Monday, July 20, 2009

public v. private

Interesting back and forth regarding public v. private approaches to maintaining a national cadastre.

We spoke at length with First American Spatial Solutions during the ILRIS project. Boundary Solutions also. FASS seems to have a more practically tuned machine for moving toward total national parcel coverage, and are receptive to public/private development of a 100% Maine mapdown.

Most remarkable in this ongoing debate is that even at this late date no clear, proven course exists to navigate through these difficult waters. Taxpayers still feel taken (and maybe they are) if their locally funded data ends up repackaged for profit in the hands of aggregators. But the data are public, and it is difficult to deny that subjecting them to modern information technology and freeing them from their silos and stovepipes is the right way to go. It sure seems so aesthetically. And it has sure proven to be the case over and over and over again practically.

So maybe it just comes down to the fact that the private aggregators haven't presented an adequate quid pro quo in this area - a "google sop" - which makes the sense of privacy invasion and asset poaching acceptable since the applied technology delivers sufficient utility to offset it.

Monday, February 23, 2009

happy terminalia

Terminus, in Roman mythology, was the god of boundaries and protector of both limits of private property and of the public territory of Rome. He was represented by a stone or post set up in the ground.

On the 23rd of February (the end of the old Roman year) a festival called Terminalia was held in the ancient city and its environs. Owners of adjacent lands assembled around common boundary stones and crowned their sides of the stones with garlands, incense, fruits, honey and wine. Proceedings closed with songs to the god and general merrymaking, in which all members of the family and friends took part.

Any one who removed a boundary stone was accursed and might be slain with impunity; a fine was afterwards substituted for the death penalty.

Thursday, January 1, 2009

parcels: where they are

Here's a way to actually pan and zoom around the state to see what the parcels look like, where they are available, where they're not, how they match at the edge of town - that sort of thing. At the moment it only includes towns that have received parcel grants and submitted their data to the GeoLibrary, and UT towns. And it's only being used for generic viewing of geometry with some identifiers included. But it's a start.


Friday, September 5, 2008

counties

Making the GIS case to county registries is a fascinating exercise, to be sure.

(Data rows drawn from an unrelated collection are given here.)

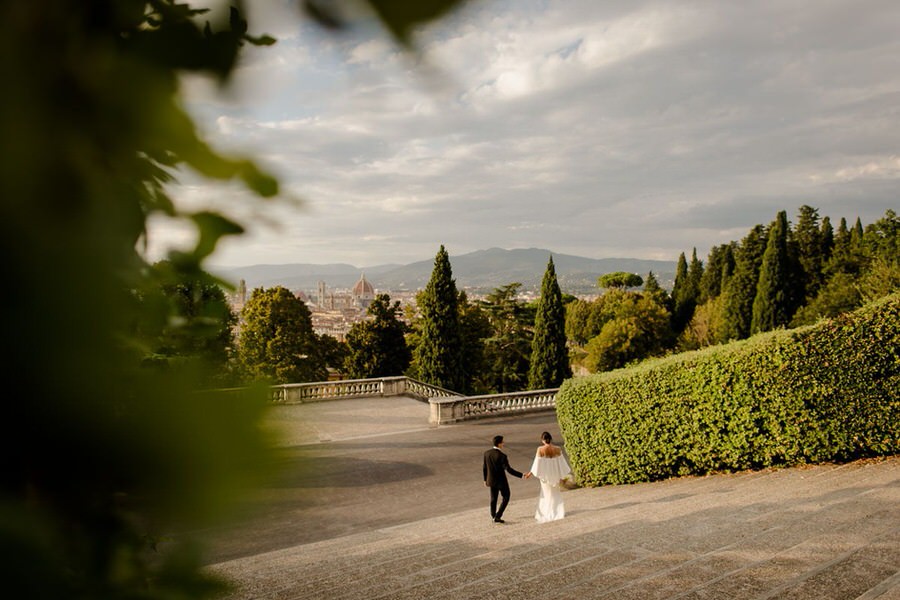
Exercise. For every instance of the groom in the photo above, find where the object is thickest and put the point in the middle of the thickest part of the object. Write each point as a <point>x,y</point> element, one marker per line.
<point>496,465</point>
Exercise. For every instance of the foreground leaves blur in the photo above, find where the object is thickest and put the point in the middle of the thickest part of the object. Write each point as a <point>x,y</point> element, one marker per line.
<point>104,452</point>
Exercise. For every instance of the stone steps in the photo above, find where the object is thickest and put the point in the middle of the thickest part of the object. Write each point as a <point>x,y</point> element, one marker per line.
<point>830,531</point>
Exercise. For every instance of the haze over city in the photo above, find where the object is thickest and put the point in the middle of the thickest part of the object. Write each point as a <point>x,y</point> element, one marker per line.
<point>598,129</point>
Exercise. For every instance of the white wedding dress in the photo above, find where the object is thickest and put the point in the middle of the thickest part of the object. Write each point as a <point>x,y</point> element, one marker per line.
<point>550,471</point>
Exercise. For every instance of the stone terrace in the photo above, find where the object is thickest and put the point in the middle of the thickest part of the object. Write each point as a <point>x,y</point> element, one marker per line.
<point>827,531</point>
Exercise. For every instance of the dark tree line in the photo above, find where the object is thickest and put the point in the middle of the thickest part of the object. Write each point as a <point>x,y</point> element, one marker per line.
<point>787,276</point>
<point>777,276</point>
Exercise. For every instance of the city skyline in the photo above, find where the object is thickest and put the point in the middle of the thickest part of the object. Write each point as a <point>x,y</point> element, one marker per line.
<point>593,128</point>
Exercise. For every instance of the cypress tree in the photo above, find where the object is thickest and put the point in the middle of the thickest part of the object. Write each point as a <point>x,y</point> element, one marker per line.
<point>827,238</point>
<point>679,293</point>
<point>549,356</point>
<point>719,265</point>
<point>439,353</point>
<point>772,305</point>
<point>741,287</point>
<point>686,290</point>
<point>807,236</point>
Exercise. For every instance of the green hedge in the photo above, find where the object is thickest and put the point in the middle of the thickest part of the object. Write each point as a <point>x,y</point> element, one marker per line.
<point>826,392</point>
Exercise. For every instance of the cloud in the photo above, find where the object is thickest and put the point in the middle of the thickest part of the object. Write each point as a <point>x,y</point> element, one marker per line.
<point>597,128</point>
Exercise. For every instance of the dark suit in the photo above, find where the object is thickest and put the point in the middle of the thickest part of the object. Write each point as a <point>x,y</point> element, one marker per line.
<point>496,466</point>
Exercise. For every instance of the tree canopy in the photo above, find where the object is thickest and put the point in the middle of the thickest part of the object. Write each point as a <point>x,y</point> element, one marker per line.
<point>620,280</point>
<point>438,355</point>
<point>549,364</point>
<point>377,346</point>
<point>277,342</point>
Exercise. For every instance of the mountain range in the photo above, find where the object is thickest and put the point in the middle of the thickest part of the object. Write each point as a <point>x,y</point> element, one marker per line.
<point>479,271</point>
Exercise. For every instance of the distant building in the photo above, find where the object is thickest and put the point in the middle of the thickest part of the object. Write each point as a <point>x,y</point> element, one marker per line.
<point>362,293</point>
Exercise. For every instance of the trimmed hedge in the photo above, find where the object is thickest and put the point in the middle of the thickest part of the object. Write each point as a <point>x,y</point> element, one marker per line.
<point>826,392</point>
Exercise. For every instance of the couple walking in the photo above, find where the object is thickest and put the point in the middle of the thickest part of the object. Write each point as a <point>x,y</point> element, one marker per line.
<point>549,466</point>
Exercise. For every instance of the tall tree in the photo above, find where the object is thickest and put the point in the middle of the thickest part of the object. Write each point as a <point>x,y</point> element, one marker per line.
<point>639,328</point>
<point>549,354</point>
<point>620,279</point>
<point>807,236</point>
<point>377,346</point>
<point>719,265</point>
<point>508,350</point>
<point>277,341</point>
<point>686,290</point>
<point>475,328</point>
<point>578,313</point>
<point>200,326</point>
<point>438,355</point>
<point>773,304</point>
<point>826,235</point>
<point>740,291</point>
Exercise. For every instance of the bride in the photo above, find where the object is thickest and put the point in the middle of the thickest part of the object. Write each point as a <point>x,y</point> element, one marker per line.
<point>551,468</point>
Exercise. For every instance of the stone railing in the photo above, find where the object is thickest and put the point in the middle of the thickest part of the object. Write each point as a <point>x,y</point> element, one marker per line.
<point>296,393</point>
<point>464,408</point>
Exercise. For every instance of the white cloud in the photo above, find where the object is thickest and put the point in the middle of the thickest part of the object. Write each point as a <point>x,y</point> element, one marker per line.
<point>583,126</point>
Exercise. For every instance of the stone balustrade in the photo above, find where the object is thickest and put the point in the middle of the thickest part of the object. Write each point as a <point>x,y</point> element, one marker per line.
<point>295,393</point>
<point>446,406</point>
<point>464,408</point>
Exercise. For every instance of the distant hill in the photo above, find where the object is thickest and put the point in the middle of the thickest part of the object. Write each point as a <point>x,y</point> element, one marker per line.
<point>482,270</point>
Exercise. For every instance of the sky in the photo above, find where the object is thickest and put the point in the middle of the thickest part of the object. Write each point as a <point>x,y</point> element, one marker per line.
<point>602,129</point>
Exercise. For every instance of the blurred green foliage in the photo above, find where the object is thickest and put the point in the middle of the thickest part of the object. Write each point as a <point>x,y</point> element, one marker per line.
<point>103,454</point>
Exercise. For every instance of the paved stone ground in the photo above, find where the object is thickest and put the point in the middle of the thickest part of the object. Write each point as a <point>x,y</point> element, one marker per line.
<point>827,531</point>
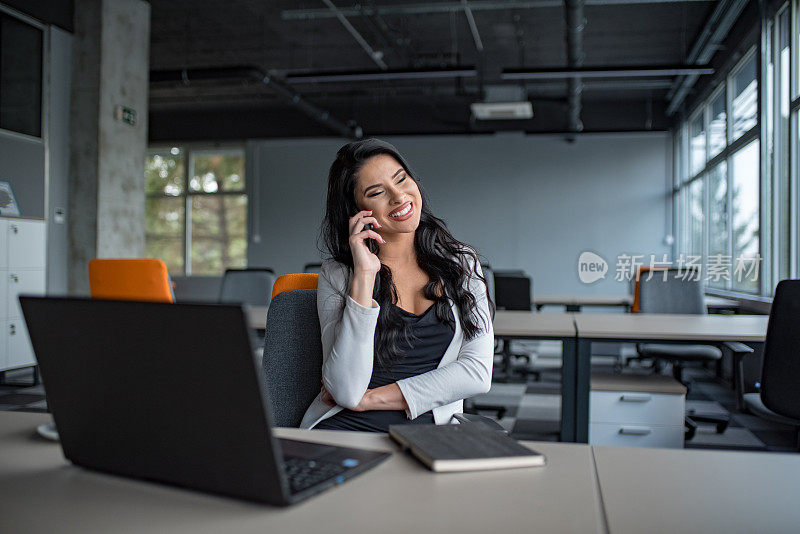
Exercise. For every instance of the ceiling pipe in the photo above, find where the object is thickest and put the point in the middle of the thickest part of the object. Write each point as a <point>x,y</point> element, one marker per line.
<point>602,72</point>
<point>452,7</point>
<point>472,26</point>
<point>187,76</point>
<point>575,24</point>
<point>705,46</point>
<point>375,55</point>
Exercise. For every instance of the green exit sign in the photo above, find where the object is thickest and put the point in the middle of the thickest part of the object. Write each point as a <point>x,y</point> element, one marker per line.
<point>126,115</point>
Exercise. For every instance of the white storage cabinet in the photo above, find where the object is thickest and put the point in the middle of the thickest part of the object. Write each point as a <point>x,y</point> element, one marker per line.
<point>22,270</point>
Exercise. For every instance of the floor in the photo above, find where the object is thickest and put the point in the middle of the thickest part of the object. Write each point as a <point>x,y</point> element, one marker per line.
<point>532,410</point>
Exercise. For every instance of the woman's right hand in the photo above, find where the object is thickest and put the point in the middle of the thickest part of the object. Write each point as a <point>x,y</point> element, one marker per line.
<point>363,259</point>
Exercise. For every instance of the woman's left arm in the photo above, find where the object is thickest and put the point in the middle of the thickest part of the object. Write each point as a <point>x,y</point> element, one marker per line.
<point>468,375</point>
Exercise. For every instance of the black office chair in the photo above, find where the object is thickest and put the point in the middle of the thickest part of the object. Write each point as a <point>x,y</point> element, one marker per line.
<point>779,398</point>
<point>513,290</point>
<point>293,358</point>
<point>667,291</point>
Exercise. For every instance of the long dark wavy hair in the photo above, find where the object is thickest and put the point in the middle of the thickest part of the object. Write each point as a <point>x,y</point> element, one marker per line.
<point>448,262</point>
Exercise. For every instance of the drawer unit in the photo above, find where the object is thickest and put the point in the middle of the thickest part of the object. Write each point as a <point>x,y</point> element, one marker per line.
<point>22,270</point>
<point>636,407</point>
<point>636,411</point>
<point>623,435</point>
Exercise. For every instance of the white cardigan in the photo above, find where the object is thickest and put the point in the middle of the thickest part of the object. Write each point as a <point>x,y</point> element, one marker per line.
<point>348,333</point>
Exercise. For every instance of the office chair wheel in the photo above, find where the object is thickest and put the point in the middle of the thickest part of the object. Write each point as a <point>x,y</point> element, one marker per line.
<point>691,429</point>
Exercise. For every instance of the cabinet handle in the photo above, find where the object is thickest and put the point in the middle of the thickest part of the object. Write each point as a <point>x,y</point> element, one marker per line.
<point>635,430</point>
<point>634,398</point>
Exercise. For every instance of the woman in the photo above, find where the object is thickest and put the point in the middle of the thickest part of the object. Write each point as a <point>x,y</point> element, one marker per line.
<point>406,322</point>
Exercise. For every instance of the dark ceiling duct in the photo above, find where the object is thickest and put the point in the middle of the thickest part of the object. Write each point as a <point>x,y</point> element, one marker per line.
<point>708,42</point>
<point>187,76</point>
<point>575,25</point>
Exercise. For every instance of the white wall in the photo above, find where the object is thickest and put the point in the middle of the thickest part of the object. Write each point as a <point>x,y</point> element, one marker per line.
<point>530,202</point>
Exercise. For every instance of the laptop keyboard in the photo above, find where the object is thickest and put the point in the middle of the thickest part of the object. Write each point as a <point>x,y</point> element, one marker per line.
<point>303,473</point>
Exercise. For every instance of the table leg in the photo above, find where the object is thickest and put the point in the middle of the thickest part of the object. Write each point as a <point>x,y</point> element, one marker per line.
<point>568,360</point>
<point>583,371</point>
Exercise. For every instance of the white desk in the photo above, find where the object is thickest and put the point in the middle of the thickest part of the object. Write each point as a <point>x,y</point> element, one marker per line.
<point>41,492</point>
<point>672,327</point>
<point>528,325</point>
<point>660,490</point>
<point>574,303</point>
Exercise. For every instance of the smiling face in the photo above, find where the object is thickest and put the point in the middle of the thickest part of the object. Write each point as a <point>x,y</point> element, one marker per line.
<point>384,187</point>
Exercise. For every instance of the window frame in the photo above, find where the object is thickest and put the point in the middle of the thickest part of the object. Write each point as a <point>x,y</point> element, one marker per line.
<point>187,152</point>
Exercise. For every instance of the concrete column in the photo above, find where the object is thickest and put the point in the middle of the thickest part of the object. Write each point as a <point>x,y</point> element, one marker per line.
<point>110,63</point>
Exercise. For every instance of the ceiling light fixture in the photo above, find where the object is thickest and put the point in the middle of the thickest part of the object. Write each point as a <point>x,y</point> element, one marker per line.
<point>601,72</point>
<point>382,75</point>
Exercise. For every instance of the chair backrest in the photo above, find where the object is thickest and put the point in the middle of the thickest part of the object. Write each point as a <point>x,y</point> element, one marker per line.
<point>512,292</point>
<point>669,291</point>
<point>247,286</point>
<point>312,267</point>
<point>780,374</point>
<point>488,273</point>
<point>292,355</point>
<point>290,282</point>
<point>129,279</point>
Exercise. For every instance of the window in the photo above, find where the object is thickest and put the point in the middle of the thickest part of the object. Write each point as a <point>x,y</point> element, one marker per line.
<point>717,125</point>
<point>718,197</point>
<point>718,214</point>
<point>697,151</point>
<point>744,88</point>
<point>780,147</point>
<point>196,209</point>
<point>21,52</point>
<point>696,214</point>
<point>745,211</point>
<point>165,205</point>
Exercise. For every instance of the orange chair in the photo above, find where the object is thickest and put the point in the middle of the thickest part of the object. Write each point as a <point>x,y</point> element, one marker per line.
<point>129,279</point>
<point>290,282</point>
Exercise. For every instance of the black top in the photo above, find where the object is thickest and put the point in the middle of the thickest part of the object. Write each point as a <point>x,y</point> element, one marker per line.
<point>421,353</point>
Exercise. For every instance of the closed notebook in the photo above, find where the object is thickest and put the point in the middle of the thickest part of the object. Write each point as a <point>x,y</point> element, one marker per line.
<point>467,447</point>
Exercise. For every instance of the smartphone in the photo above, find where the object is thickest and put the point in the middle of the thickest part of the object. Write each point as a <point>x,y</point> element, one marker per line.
<point>372,245</point>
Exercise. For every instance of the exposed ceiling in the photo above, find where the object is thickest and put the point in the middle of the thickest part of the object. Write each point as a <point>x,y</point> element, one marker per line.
<point>284,39</point>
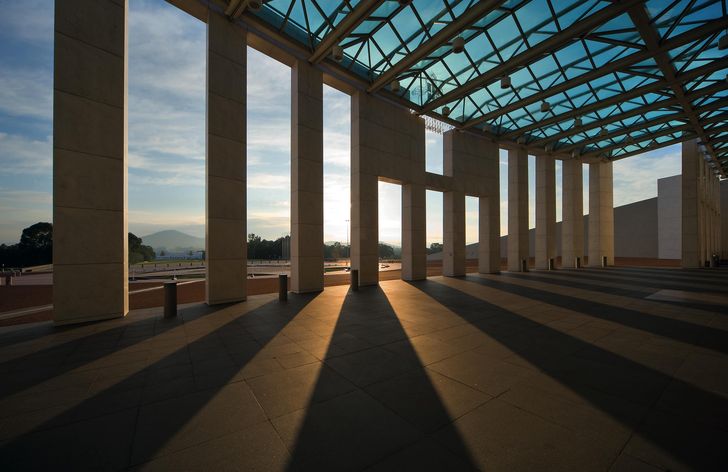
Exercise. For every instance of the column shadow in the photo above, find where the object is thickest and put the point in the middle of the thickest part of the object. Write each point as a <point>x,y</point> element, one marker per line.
<point>135,417</point>
<point>388,419</point>
<point>678,330</point>
<point>609,381</point>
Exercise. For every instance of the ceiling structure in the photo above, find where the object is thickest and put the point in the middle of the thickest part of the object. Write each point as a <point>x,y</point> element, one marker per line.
<point>573,78</point>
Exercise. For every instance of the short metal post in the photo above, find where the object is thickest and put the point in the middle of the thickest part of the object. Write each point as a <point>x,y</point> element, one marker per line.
<point>170,299</point>
<point>282,287</point>
<point>355,280</point>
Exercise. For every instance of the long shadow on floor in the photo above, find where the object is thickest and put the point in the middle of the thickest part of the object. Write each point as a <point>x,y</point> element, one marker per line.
<point>388,419</point>
<point>153,409</point>
<point>678,330</point>
<point>661,280</point>
<point>688,423</point>
<point>579,281</point>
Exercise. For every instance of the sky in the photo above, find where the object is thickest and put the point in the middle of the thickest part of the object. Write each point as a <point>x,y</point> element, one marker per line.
<point>166,155</point>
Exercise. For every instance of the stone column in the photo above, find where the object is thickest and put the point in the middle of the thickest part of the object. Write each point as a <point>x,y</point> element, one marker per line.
<point>453,262</point>
<point>307,179</point>
<point>414,239</point>
<point>517,208</point>
<point>414,208</point>
<point>453,248</point>
<point>90,273</point>
<point>364,193</point>
<point>489,257</point>
<point>545,211</point>
<point>691,224</point>
<point>225,202</point>
<point>572,226</point>
<point>601,214</point>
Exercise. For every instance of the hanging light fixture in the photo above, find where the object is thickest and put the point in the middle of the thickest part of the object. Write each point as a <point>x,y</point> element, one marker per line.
<point>723,42</point>
<point>337,53</point>
<point>255,5</point>
<point>458,45</point>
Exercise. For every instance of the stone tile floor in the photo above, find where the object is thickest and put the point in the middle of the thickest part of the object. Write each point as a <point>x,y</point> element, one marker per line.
<point>565,370</point>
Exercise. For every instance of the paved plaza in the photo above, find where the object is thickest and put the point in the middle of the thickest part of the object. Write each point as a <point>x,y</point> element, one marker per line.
<point>595,369</point>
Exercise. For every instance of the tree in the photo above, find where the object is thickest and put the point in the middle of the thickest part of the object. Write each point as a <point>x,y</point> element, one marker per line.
<point>138,252</point>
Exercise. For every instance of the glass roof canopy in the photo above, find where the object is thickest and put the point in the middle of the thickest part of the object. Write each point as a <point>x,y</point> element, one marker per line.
<point>590,78</point>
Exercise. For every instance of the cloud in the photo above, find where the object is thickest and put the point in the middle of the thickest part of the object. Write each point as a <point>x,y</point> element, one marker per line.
<point>21,155</point>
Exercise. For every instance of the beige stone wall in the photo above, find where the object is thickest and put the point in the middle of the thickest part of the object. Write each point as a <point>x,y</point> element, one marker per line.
<point>307,178</point>
<point>572,227</point>
<point>601,214</point>
<point>545,242</point>
<point>471,168</point>
<point>90,161</point>
<point>225,198</point>
<point>388,143</point>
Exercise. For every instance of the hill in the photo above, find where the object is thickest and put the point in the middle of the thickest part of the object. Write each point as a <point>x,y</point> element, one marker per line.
<point>173,241</point>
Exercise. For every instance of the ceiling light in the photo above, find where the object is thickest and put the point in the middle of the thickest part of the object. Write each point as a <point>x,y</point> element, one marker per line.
<point>337,53</point>
<point>254,5</point>
<point>458,45</point>
<point>723,42</point>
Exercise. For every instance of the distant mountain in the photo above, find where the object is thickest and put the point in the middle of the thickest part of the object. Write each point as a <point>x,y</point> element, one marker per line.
<point>173,241</point>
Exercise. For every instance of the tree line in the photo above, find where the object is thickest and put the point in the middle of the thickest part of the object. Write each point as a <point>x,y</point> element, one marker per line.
<point>36,248</point>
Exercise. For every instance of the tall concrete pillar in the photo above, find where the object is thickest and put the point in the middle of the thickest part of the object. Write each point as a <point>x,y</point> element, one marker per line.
<point>455,155</point>
<point>601,214</point>
<point>414,227</point>
<point>453,262</point>
<point>225,211</point>
<point>517,208</point>
<point>414,208</point>
<point>572,226</point>
<point>489,257</point>
<point>307,178</point>
<point>545,211</point>
<point>364,193</point>
<point>90,273</point>
<point>691,224</point>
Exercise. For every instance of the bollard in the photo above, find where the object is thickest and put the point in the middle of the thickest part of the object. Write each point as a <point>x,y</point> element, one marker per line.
<point>282,287</point>
<point>170,299</point>
<point>355,280</point>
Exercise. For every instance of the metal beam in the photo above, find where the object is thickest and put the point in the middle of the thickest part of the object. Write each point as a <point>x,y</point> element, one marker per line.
<point>652,41</point>
<point>609,68</point>
<point>360,13</point>
<point>636,128</point>
<point>638,111</point>
<point>551,44</point>
<point>467,18</point>
<point>639,91</point>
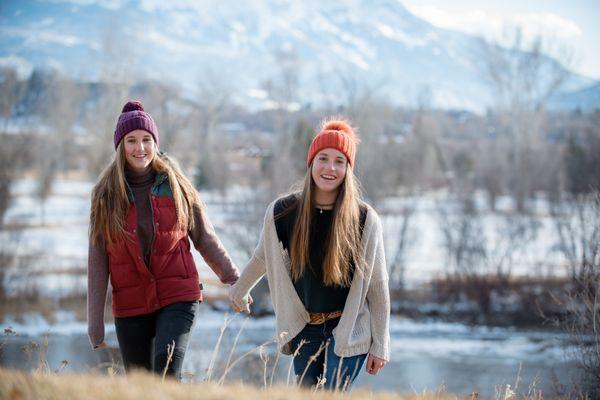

Given the facts on paper, it should be a slam dunk: reams of location-specific data in the form of deeds and registered surveys and easements and all manner of other documents; much of this content already scanned to high quality digital formats; and no existing geospatial linkages permitting this content to be queried and accessed from the GIS context.

So what to do? Obvious! Geotag these scanned documents with an x,y reference that makes it easy to expose them to geographic searches.

And yet... Maybe not so obvious. The registers themselves are admirably dedicated to the serioiusness of the job, which is protecting and maintaining the integrity of vital documents. Any technology or procedural change that threatens this process is rightfully suspect. So the concept of potentially contaminating documents with shoddy geographic referencing is no easy sell to make.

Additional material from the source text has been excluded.